Without effective reciprocal arrangements for movement of people between the UK and EU, the UK may see a decline in skilled cultural sector workers coming to the country, warns the Lords EU Home Affairs Sub-Committee.
In its report published today, Brexit: movement of people in the cultural sector, the House of Lords EU Home Affairs Sub-Committee highlights that bringing EU cultural workers under the same restrictions as currently apply to third country nationals could harm the sector, because existing visa rules require a minimum salary in excess of what many cultural organisations can offer. As a result, the UK may struggle to attract talent.
The report suggests that such a development would be to the detriment of the sector and represent a significant loss to the audiences that enjoy seeing talent from across Europe performing in the UK.
The ability to move between the UK and EU27 at short notice is integral to the business model of many cultural sector organisations, which are often built on the services of consultants and freelance workers working on a project basis or working on multiple projects at one time.
The Committee suggests the Government consider two possible visa options that would recognise the two-way benefits that accrue from allowing artists, entertainers and other cultural sector workers to move freely between the UK and EU. These include extending the permitted paid engagement and permit-free festival arrangements to EU citizens, offering a multi-country, multi-entry short-term “touring visa” for EU citizens, and seeking a reciprocal commitment for UK citizens travelling to the EU.
The Government’s recent white paper acknowledges that “the UK and the EU will need provisions that allow for mobility” to facilitate the proposed “cooperative accord” with the EU on culture and education. However, it is unclear how this accord would relate to wider immigration policy, or the existing visa system.

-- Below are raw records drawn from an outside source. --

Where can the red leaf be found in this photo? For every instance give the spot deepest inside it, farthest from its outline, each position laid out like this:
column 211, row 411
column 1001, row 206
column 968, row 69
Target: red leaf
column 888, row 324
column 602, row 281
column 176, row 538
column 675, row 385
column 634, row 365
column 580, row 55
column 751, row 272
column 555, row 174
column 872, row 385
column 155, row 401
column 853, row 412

Lord Jay of Ewelme, chairman of the Committee, said: “Individuals working in the UK cultural sector are highly mobile, and have thrived on collaboration with people from all over the world. The country benefits enormously from the sector’s contribution to its economy and society, and it makes an important contribution to the UK’s international image and influence.
“If the Government is to achieve its wish to establish an immigration system that meets the needs of the post-Brexit economy, the UK’s negotiators will need to be flexible. This means recognising that any restrictions on EU citizens wishing to enter the UK to work may be matched by reciprocal restrictions on UK workers in the EU.”